Did humankind abandon ancient wisdom and take the wrong path 500 years ago? Can the world unite to deal with environmental catastrophes caused by modern lifestyles that cannot be sustained by our planet? Are the problems of today’s chaotic world somehow linked to the choices we each make in our daily lives?
Elon University philosophy professor John Sullivan provides provocative views on these questions in a new book titled “Living Large: Transformative Work at the Intersection of Ethics and Spirituality.” The book offers a new vision for the future and concrete practices to make that vision a reality.
Sullivan makes a convincing case that humans have ignored relationships with one another in their rush to build modern society. He believes that in forming countries, establishing businesses and acquiring the trappings of an affluent lifestyle, people have sacrificed ethics and spirituality. Sullivan says humanity is now at a crossroads, faced with difficult choices about the environment and justice.
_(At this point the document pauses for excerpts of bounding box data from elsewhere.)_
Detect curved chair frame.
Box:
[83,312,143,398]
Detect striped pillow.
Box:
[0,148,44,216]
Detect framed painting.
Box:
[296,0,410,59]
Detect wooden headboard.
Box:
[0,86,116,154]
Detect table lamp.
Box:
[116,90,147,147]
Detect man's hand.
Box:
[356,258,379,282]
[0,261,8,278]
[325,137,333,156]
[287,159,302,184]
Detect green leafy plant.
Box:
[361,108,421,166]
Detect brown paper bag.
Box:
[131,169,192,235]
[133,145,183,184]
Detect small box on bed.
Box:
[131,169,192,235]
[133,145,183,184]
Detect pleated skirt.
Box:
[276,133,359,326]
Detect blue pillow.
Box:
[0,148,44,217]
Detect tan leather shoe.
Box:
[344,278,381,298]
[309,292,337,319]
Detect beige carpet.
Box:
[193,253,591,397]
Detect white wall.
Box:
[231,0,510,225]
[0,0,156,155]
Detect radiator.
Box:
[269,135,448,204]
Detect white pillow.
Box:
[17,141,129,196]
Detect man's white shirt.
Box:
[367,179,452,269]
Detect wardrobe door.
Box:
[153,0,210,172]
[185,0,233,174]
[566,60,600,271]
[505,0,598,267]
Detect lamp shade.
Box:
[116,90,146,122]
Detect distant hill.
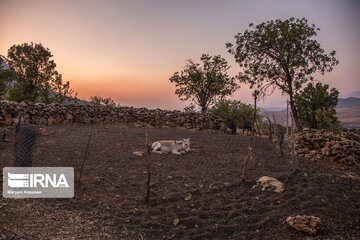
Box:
[336,97,360,108]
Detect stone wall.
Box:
[295,128,360,165]
[0,101,226,131]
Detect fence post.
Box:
[78,124,94,185]
[145,129,151,203]
[241,90,259,182]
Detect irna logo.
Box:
[8,172,69,188]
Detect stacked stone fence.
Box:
[0,100,226,131]
[295,128,360,166]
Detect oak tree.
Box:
[226,18,339,131]
[170,54,238,113]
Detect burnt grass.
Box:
[0,124,360,239]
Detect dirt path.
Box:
[0,125,360,239]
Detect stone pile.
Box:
[295,128,360,165]
[0,100,227,131]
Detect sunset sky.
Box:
[0,0,360,109]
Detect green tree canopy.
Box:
[0,57,17,99]
[226,18,339,130]
[209,99,260,132]
[6,43,74,103]
[90,96,116,107]
[295,83,339,130]
[170,54,238,113]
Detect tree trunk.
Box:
[201,105,207,114]
[289,94,302,132]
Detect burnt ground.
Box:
[0,124,360,239]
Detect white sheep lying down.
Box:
[151,138,190,154]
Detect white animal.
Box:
[151,138,190,154]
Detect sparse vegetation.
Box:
[2,43,76,104]
[170,54,239,113]
[209,99,260,133]
[294,83,340,130]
Sullivan says throughout the past 500 years humanity has highlighted individualism, but has done less well with the communal – with marriages, with organizational loyalty and with enhancing our sense of the earth as community.
“Our modern world focuses on the short term and establishing power – taking from others rather than collaborating with them. How do we reverse that and begin to think in a larger way?” he asks.
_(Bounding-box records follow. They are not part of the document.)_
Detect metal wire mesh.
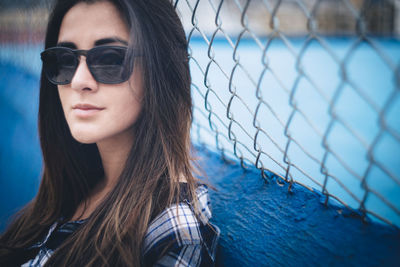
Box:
[173,0,400,226]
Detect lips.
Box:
[72,104,104,118]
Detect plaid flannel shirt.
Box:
[22,185,219,267]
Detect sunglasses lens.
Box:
[41,47,78,84]
[86,46,129,84]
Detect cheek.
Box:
[57,86,71,116]
[110,96,142,128]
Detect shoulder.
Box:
[143,185,219,266]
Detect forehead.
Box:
[58,1,129,49]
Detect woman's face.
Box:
[58,2,143,144]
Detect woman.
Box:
[0,0,219,266]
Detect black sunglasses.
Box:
[40,46,132,85]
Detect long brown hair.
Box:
[0,0,196,266]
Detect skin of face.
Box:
[57,2,143,145]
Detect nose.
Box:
[71,55,98,91]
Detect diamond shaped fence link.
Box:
[173,0,400,227]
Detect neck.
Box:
[97,129,133,189]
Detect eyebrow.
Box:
[57,37,128,49]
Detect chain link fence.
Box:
[173,0,400,227]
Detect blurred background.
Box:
[0,0,400,237]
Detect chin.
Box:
[72,132,99,144]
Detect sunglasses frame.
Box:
[40,45,133,85]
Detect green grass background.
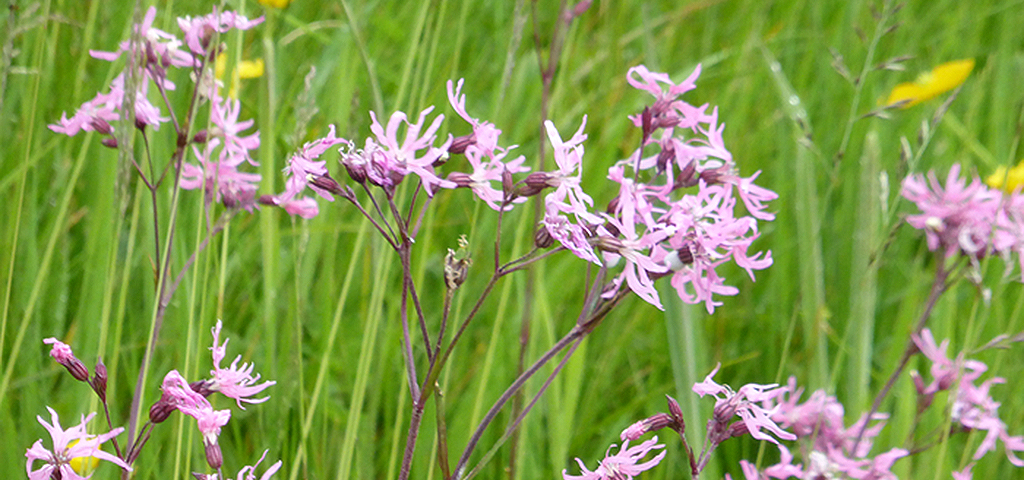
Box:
[0,0,1024,479]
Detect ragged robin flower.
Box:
[886,58,974,108]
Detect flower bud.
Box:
[665,395,686,435]
[89,359,106,403]
[204,442,224,469]
[534,223,555,249]
[89,118,114,135]
[447,172,473,188]
[150,400,178,424]
[43,337,89,382]
[502,168,516,202]
[309,173,343,194]
[444,235,473,290]
[449,134,476,155]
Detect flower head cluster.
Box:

In answer, Sullivan lays out a path to “living large,” asking individuals to integrate a deeper approach to ethics and spirituality into their daily lives. “We must see that we are communal beings through and through, linked to and dependent on each other through interpersonal, organizational and global communities,” Sullivan says.
In a twist on the “think globally, act locally” philosophy, Sullivan recommends specific steps individuals can take, such as “practicing gratitude and gratefulness, focusing on the deep nature and mission of each partnership, acknowledging others, being a good listener, letting go of what no longer serves and taking effective action.”
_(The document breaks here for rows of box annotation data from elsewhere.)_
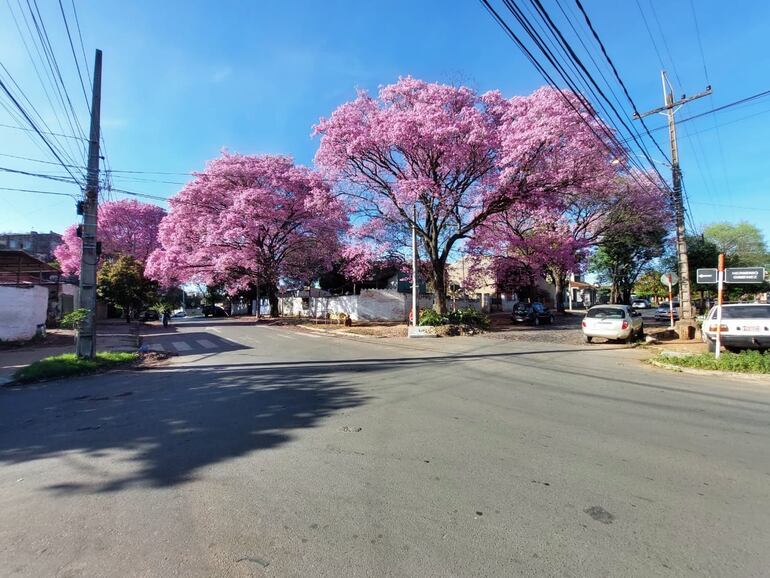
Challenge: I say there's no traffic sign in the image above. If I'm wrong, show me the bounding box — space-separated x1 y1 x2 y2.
725 267 765 283
695 269 719 284
660 273 679 287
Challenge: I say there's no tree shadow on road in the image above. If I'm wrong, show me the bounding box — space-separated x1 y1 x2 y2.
0 366 366 493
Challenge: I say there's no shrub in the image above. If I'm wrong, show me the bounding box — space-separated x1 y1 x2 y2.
655 350 770 373
420 307 489 329
61 308 88 329
419 309 448 326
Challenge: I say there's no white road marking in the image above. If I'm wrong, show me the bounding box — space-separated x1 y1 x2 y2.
171 341 192 351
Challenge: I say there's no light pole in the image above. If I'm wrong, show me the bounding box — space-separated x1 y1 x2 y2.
412 205 417 327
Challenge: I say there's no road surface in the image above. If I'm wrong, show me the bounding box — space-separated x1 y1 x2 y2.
0 320 770 577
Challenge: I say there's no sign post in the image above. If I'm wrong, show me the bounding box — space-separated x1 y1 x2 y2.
660 273 679 329
714 253 725 359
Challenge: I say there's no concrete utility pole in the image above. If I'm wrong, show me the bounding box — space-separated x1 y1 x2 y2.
76 50 102 358
634 70 711 332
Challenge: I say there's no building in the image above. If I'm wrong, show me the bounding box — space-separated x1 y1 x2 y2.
0 249 78 332
447 255 555 311
0 231 62 263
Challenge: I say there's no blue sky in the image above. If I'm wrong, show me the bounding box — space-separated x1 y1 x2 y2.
0 0 770 239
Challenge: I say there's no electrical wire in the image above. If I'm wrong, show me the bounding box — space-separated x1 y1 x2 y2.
481 0 667 198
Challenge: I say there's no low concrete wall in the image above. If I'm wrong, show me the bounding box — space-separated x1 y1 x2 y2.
0 285 48 341
279 289 433 321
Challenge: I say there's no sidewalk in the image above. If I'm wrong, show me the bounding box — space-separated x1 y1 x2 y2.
0 321 139 386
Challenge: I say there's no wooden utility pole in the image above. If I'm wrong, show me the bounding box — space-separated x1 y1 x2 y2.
634 70 711 325
76 50 102 359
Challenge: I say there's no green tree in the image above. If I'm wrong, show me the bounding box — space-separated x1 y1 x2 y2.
703 221 768 267
96 255 158 321
589 226 666 303
634 269 668 299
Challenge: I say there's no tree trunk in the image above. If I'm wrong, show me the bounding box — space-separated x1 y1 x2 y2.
554 273 566 313
430 260 447 315
267 283 278 317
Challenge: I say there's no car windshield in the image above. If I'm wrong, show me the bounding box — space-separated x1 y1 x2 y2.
714 305 770 319
586 307 626 319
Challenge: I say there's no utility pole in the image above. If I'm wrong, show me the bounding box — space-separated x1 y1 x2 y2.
634 70 711 325
76 50 102 359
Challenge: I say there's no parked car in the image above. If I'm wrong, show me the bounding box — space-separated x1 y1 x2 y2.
655 301 679 321
139 309 160 321
701 303 770 353
511 303 553 325
202 305 227 317
582 305 644 343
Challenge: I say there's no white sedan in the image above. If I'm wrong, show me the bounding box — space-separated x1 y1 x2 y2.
701 303 770 352
582 305 644 343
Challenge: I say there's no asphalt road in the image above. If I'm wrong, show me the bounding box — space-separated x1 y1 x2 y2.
0 320 770 577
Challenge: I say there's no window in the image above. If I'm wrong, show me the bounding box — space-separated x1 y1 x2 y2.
586 307 626 319
713 305 770 319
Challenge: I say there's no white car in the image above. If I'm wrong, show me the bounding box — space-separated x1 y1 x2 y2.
701 303 770 352
582 305 644 343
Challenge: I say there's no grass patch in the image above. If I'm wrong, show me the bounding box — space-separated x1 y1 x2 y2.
13 351 139 383
654 350 770 373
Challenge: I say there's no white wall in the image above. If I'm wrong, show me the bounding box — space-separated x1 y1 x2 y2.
0 285 48 341
279 289 433 321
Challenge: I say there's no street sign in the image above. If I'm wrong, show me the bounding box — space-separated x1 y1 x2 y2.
660 273 679 287
695 269 718 285
725 267 765 283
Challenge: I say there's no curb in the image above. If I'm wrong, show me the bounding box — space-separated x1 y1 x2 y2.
295 325 390 339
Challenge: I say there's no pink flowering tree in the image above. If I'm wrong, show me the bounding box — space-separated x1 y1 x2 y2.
147 153 347 315
54 199 166 275
314 78 618 313
469 172 671 309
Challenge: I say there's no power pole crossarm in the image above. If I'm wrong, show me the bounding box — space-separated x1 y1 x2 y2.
634 86 712 119
634 70 711 330
76 50 102 359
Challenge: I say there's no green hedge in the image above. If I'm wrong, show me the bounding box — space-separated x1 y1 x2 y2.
419 307 489 329
655 350 770 373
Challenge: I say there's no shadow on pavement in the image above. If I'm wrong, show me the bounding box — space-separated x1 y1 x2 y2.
0 366 366 493
142 329 246 356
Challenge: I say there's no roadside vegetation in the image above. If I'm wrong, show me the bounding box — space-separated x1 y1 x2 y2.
13 351 139 384
419 307 489 329
653 351 770 373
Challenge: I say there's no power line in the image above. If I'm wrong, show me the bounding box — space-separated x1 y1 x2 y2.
0 79 84 182
0 187 78 199
575 0 670 164
6 0 84 166
0 117 88 141
59 0 91 113
481 0 665 198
Sullivan also says the world community must take a new approach to deal with the unsustainable demands on the environment by modern societies. “Conditions for life on the planet are in peril,” he says. “We can’t get to a sustainable future with business as usual. We must adopt a ‘living large’ positive motivation that recognizes the major issues of this new century: our relationship to the earth, justice between peoples and care of future generations.”
Sullivan says each of us has an obligation to “honor our ancestors and serve our children.”
“Living Large: Transformative Work at the Intersection of Ethics and Spirituality” is available in paperback for $19.95 through the Elon University Campus Shop or through the Tai Sophia Institute bookstore at (800) 735-2968, ext. 6632, or www.tai.edu.
About the author
John Sullivan is Elon University’s Maude Sharpe Powell Professor of Philosophy. In 2002 he was named Elon’s first Distinguished University Professor in recognition of his meritorious service to the university. A member of the faculty since 1970, Sullivan has earned a reputation as one of Elon’s most respected teachers and scholars. He has received the university’s highest award for teaching, the Daniels-Danieley Award for Excellence in Teaching, and was chosen to speak at a campus gathering of students, faculty and staff a day after the September 11 terrorist attacks. He has also served as chair of Elon’s Carnegie Committee on the Scholarship of Teaching and Learning and of Elon’s Asian Studies Program. Sullivan’s professional activities extend well beyond Elon. He has a second focus for his work at Tai Sophia Institute of the Healing Arts in Laurel, Maryland. He co-founded, in 1987, the Institute’s SOPHIA project (School of Philosophy and Healing in Action), a program for adult learners that applies the philosophy underlying Chinese medicine to everyday life. It is largely out of this work that Dr. Sullivan’s first book, To Come to Life More Fully: An East West Journey, came to be published in 1991. Most recently, he is principal designer and teaches in an innovative Master of Arts in Applied Healing Arts program that began at Tai Sophia in January 2002.
John Sullivan’s abiding interest is in the place where philosophy, psychology and spirituality — East and West — intersect and mutually enhance one another.